BALLSTON, N.Y. — The Ballston Lake sewer project will move forward after voters in the proposed district Monday gave the town their approval to accept a state grant to help cover the costs by a margin of nearly 2-1.
In Monday’s special election, deed holders from the Town of Ballston and from a number of properties in Clifton Park voted 395 yes and 225 no.
Voters in the Town of Ballston voted 345 to 196 to accept the grant. Voters from Clifton Park accepted the funding by a vote of 50 to 29. There were two spoiled ballots, two affidavits, and one ineligible vote recorded.
The planned sewer district will encompass the lake and include the Buell Heights residential subdivision. Total cost estimates are $17,754,601. Individual households will be billed an estimated $872 a year for 30 years to pay for the installation of the sewer lines.
Connections between the homes and businesses and the sewer line will be done on an individual basis at a separate cost to the owner. Estimates for this service are based on the distance between the structure and the line and could vary between $2,500 and $10,000. Once operable, usage will be billed to the structures by the Saratoga County Sewer Authority.
There have been multiple attempts to put public sewer around the lake. A special vote in 1995, which would have cost deed holders about $225 a year for 30 years, was defeated. A renewed push for a sewer line started up again in 2012 when the state Department of Environmental Conservation declared the lake an impaired body of water.
Monday’s vote was the second successful one in the past five years. The favorable vote in 2015 stalled when construction bids on the project came in far above the total cost estimates of $10.2 million.
That construction proposal was later divided into separate sections and put back out to bid. The town of Ballston, which acts as the lead agency for both towns, then applied for and received two grants from the state totaling $7.5 million.
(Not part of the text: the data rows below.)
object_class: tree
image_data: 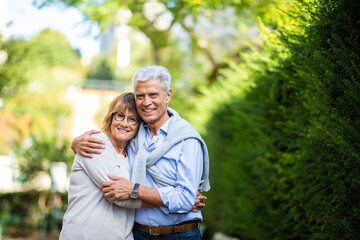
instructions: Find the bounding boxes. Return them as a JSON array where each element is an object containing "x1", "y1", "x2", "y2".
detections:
[
  {"x1": 34, "y1": 0, "x2": 271, "y2": 85},
  {"x1": 0, "y1": 29, "x2": 82, "y2": 154},
  {"x1": 0, "y1": 38, "x2": 30, "y2": 99},
  {"x1": 25, "y1": 28, "x2": 80, "y2": 69}
]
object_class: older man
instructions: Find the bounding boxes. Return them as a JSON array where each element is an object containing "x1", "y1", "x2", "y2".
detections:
[{"x1": 72, "y1": 65, "x2": 210, "y2": 239}]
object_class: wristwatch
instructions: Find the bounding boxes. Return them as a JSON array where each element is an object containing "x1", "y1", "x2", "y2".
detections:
[{"x1": 130, "y1": 183, "x2": 140, "y2": 199}]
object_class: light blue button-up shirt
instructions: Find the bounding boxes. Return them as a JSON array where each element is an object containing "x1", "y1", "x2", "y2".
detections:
[{"x1": 127, "y1": 115, "x2": 204, "y2": 226}]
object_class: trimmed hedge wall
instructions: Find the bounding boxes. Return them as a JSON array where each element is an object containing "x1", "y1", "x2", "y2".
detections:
[{"x1": 202, "y1": 0, "x2": 360, "y2": 239}]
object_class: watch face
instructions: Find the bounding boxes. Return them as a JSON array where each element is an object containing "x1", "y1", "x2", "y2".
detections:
[{"x1": 130, "y1": 191, "x2": 139, "y2": 199}]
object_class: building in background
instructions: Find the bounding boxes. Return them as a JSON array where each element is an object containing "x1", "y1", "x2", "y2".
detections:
[
  {"x1": 100, "y1": 9, "x2": 132, "y2": 68},
  {"x1": 65, "y1": 84, "x2": 123, "y2": 138}
]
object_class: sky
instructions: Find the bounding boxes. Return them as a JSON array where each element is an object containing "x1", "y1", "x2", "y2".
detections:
[{"x1": 5, "y1": 0, "x2": 100, "y2": 58}]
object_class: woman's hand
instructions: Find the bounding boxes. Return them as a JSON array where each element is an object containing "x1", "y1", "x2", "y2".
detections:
[
  {"x1": 192, "y1": 190, "x2": 207, "y2": 212},
  {"x1": 71, "y1": 129, "x2": 105, "y2": 158}
]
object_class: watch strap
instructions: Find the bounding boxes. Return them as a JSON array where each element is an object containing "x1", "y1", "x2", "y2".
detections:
[
  {"x1": 130, "y1": 183, "x2": 140, "y2": 199},
  {"x1": 133, "y1": 183, "x2": 140, "y2": 192}
]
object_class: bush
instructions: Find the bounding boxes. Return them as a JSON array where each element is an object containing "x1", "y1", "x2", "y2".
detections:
[
  {"x1": 201, "y1": 0, "x2": 360, "y2": 239},
  {"x1": 0, "y1": 191, "x2": 67, "y2": 238}
]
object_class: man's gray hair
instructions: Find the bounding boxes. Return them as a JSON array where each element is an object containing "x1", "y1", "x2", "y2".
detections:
[{"x1": 131, "y1": 65, "x2": 171, "y2": 94}]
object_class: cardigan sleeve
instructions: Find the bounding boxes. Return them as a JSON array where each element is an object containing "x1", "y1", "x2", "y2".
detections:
[{"x1": 75, "y1": 133, "x2": 142, "y2": 209}]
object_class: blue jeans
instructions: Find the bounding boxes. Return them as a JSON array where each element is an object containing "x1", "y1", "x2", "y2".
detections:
[{"x1": 133, "y1": 226, "x2": 201, "y2": 240}]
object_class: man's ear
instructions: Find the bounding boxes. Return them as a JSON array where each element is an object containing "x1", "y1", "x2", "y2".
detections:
[{"x1": 165, "y1": 88, "x2": 172, "y2": 104}]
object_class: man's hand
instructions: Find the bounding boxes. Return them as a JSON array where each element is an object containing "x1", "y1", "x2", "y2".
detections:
[
  {"x1": 192, "y1": 190, "x2": 206, "y2": 212},
  {"x1": 102, "y1": 175, "x2": 134, "y2": 203},
  {"x1": 71, "y1": 130, "x2": 105, "y2": 158}
]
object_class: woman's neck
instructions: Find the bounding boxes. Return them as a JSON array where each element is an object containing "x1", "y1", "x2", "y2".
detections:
[{"x1": 108, "y1": 134, "x2": 128, "y2": 157}]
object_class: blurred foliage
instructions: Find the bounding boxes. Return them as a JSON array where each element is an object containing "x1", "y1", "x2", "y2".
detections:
[
  {"x1": 86, "y1": 54, "x2": 114, "y2": 80},
  {"x1": 25, "y1": 28, "x2": 80, "y2": 69},
  {"x1": 0, "y1": 29, "x2": 82, "y2": 100},
  {"x1": 198, "y1": 0, "x2": 360, "y2": 239},
  {"x1": 0, "y1": 29, "x2": 81, "y2": 154},
  {"x1": 14, "y1": 134, "x2": 74, "y2": 182},
  {"x1": 0, "y1": 90, "x2": 70, "y2": 154},
  {"x1": 0, "y1": 38, "x2": 30, "y2": 99},
  {"x1": 0, "y1": 191, "x2": 67, "y2": 238}
]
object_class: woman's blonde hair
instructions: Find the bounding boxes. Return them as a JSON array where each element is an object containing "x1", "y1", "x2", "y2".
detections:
[{"x1": 101, "y1": 92, "x2": 141, "y2": 135}]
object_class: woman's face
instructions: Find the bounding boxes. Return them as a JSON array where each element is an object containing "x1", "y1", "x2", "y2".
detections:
[{"x1": 110, "y1": 108, "x2": 139, "y2": 144}]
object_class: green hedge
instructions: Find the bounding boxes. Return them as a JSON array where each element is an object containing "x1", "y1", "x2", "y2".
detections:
[
  {"x1": 201, "y1": 0, "x2": 360, "y2": 239},
  {"x1": 0, "y1": 191, "x2": 67, "y2": 238}
]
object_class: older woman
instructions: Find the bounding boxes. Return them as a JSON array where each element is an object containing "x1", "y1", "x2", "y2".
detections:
[{"x1": 60, "y1": 92, "x2": 154, "y2": 240}]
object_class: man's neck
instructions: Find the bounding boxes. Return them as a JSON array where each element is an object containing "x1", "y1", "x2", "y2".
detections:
[{"x1": 147, "y1": 114, "x2": 170, "y2": 137}]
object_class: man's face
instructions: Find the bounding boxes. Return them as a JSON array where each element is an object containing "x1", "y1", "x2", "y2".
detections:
[{"x1": 134, "y1": 78, "x2": 172, "y2": 126}]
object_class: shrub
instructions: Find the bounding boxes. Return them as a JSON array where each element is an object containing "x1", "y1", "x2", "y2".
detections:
[{"x1": 201, "y1": 0, "x2": 360, "y2": 239}]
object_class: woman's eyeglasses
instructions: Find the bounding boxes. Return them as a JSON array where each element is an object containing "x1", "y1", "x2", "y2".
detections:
[{"x1": 113, "y1": 112, "x2": 138, "y2": 125}]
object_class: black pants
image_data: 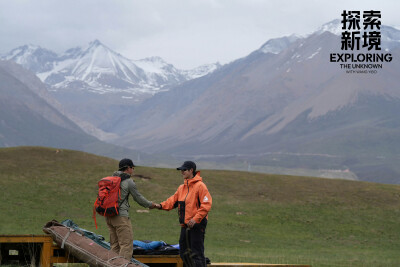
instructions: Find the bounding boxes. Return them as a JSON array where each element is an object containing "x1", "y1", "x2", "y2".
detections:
[{"x1": 179, "y1": 224, "x2": 206, "y2": 267}]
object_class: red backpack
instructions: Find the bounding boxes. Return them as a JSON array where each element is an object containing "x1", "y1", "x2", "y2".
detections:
[{"x1": 93, "y1": 176, "x2": 122, "y2": 229}]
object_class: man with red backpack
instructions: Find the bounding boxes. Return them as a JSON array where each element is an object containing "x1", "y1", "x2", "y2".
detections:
[{"x1": 105, "y1": 158, "x2": 158, "y2": 260}]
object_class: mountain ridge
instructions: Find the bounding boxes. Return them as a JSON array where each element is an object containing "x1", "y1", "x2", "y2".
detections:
[
  {"x1": 2, "y1": 20, "x2": 400, "y2": 183},
  {"x1": 0, "y1": 59, "x2": 168, "y2": 165},
  {"x1": 106, "y1": 22, "x2": 400, "y2": 184},
  {"x1": 2, "y1": 40, "x2": 221, "y2": 96}
]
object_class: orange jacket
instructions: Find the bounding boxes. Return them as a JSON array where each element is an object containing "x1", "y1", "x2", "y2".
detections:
[{"x1": 161, "y1": 172, "x2": 212, "y2": 226}]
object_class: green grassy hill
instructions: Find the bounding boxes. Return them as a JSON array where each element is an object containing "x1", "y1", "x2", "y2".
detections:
[{"x1": 1, "y1": 147, "x2": 400, "y2": 266}]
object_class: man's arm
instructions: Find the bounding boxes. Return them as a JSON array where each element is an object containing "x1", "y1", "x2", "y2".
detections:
[
  {"x1": 159, "y1": 187, "x2": 181, "y2": 210},
  {"x1": 128, "y1": 179, "x2": 153, "y2": 208}
]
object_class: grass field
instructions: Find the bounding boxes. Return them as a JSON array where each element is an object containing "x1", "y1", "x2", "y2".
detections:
[{"x1": 1, "y1": 146, "x2": 400, "y2": 266}]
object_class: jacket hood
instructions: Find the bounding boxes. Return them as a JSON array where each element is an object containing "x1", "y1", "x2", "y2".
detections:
[
  {"x1": 113, "y1": 171, "x2": 131, "y2": 181},
  {"x1": 187, "y1": 171, "x2": 202, "y2": 185}
]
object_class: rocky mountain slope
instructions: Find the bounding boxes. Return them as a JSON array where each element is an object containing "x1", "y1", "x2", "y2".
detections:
[
  {"x1": 107, "y1": 21, "x2": 400, "y2": 183},
  {"x1": 2, "y1": 40, "x2": 220, "y2": 95},
  {"x1": 2, "y1": 40, "x2": 220, "y2": 130},
  {"x1": 0, "y1": 60, "x2": 161, "y2": 164},
  {"x1": 3, "y1": 20, "x2": 400, "y2": 183}
]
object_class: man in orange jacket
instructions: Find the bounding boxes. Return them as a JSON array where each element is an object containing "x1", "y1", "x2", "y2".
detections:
[{"x1": 158, "y1": 161, "x2": 212, "y2": 267}]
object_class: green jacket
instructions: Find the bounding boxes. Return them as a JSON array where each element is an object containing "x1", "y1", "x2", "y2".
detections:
[{"x1": 113, "y1": 171, "x2": 152, "y2": 217}]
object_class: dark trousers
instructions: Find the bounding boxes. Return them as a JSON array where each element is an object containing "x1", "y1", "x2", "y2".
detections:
[{"x1": 179, "y1": 225, "x2": 206, "y2": 267}]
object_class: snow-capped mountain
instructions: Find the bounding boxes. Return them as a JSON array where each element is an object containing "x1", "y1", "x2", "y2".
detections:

On Monday, voters cast their votes on whether to accept the latest grant offer of $5 million from the DEC.
During a public hearing in June on whether to schedule the special election on the grant money, Ballston Town Supervisor Eric Connolly acknowledged the vote would be a big moment in Ballston’s history.
“Voting whether to accept or not to accept the $5 million will determine a lot,” he said at the hearing.
Votes to put a sewer line around the lake have been divisive through the years because some town residents, whether living inside or outside the district’s boundaries, are concerned with it fostering aggressive development in town. Others who oppose it have working septic systems and don’t particularly want to ante up $900 a year for 30 years for something they aren’t using.
Builders and developers consider sewer lines more important than water lines in developing an area. The land around Ballston Lake, however, is nearly fully developed.